Can you kindly elaborate on this with a sentence or two? I'm an ignoramus.
-
Have you looked at the wikipedia page on gestalt? I'm happy to expand on that however I'm able, but starting from scratch I'll only do a worse job explaining things than any introductory blurb out there.
-
Do you think anything is lost in the process for lack of phonologists? How would things be different if there were phonologists?
In what way can I see the repercussion of the lack of phonologists on text-to-speech e.g. on siri?
Sorry to bombard you with these likely idiotic questions.
-
If a computer had access to a proper phonology, it would understand natural speech as well humans do.
-
so with a proper model of phonetics <> phonology interface, speech to text could be improved, if only theoretically so. IS that true?
-
There are speech-to-text algorithms that don't use a phonological model, but many, many algorithms and processes do. When you employ any sort of language model, you restrict the domain of applicability significantly, and there is a hell of a lot of money to be made in a system that can be applied across multiple languages. Many algorithms rely on models and statistics from specific languages, but the idea is that you can plug in a hefty-enough corpus and draw the same statistics and have fairly comparable rates. Once you start putting in phonological information, you really do become language-specific and that is less desirable when you want your algorithm(s) to be utilisable across a broad spectrum, but it's still a very popular approach. I would have to take issue with the fact that phonological modelling in speech-to-text is as rare as your first post made it out to be.
-
Basing a system on statistics is not exclusive to taking advantage of phonological facts.

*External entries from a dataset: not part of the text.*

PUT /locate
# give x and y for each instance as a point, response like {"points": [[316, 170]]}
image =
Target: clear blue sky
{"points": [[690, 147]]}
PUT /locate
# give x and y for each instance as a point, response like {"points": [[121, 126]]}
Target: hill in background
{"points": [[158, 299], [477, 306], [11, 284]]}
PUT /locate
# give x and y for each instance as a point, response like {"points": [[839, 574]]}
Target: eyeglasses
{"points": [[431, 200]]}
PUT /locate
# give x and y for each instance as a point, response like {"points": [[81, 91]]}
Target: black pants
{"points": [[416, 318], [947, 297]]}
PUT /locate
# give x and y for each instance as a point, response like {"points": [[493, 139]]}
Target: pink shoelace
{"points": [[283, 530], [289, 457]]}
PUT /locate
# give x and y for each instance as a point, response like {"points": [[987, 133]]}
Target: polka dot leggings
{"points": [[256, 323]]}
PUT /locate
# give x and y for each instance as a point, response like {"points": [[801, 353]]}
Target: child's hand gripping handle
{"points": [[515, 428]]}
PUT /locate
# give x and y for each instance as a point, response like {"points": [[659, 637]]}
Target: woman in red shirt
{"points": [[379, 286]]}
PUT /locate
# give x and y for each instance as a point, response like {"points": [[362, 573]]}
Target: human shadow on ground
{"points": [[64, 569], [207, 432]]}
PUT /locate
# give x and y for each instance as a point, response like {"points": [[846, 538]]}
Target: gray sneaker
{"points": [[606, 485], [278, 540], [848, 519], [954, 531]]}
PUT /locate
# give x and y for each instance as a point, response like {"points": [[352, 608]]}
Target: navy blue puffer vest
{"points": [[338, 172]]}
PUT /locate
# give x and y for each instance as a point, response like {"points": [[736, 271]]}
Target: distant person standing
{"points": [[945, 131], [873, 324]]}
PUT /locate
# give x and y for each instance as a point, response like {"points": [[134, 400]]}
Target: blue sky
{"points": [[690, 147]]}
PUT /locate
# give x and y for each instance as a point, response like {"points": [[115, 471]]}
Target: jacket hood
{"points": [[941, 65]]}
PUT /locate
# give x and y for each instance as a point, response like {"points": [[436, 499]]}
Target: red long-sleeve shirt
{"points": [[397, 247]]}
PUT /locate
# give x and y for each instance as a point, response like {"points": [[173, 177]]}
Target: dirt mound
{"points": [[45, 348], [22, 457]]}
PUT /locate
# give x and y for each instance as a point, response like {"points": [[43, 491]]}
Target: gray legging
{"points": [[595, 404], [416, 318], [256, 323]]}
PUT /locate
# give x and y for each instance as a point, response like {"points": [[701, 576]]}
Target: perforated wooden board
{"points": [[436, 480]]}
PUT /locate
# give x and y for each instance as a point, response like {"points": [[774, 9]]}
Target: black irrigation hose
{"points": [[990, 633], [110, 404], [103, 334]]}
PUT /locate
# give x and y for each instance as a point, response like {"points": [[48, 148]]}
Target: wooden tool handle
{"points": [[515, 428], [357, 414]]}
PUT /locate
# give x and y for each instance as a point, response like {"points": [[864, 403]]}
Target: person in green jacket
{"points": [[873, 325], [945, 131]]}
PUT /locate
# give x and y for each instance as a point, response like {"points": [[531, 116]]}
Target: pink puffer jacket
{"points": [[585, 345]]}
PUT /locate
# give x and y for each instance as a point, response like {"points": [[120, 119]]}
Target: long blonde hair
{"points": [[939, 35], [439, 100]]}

If "using phonology" means "using optimality theory constraints" or "using generative rules" then you are right that ASR systems, as far as I know, don't "use phonology." But if you mean the identification of relevant phonological features from data or learning facts about assimilation, then ASR systems do use phonology.
-
Right, that's an important distinction. If the term phonology is used broadly to just mean something like "category", then certainly speech recognition uses something along these lines. I'd hesitate to consider phonology to include nothing more specific than category, though.
I'd be curious, though...are there any systems that actually model full phonological systems, including things like allophony and underspecification? That seems very cumbersome for little payoff, but I'd be delighted to learn that some algorithm out there was actually trying to mimic human (rather than computer) perceptual qualities.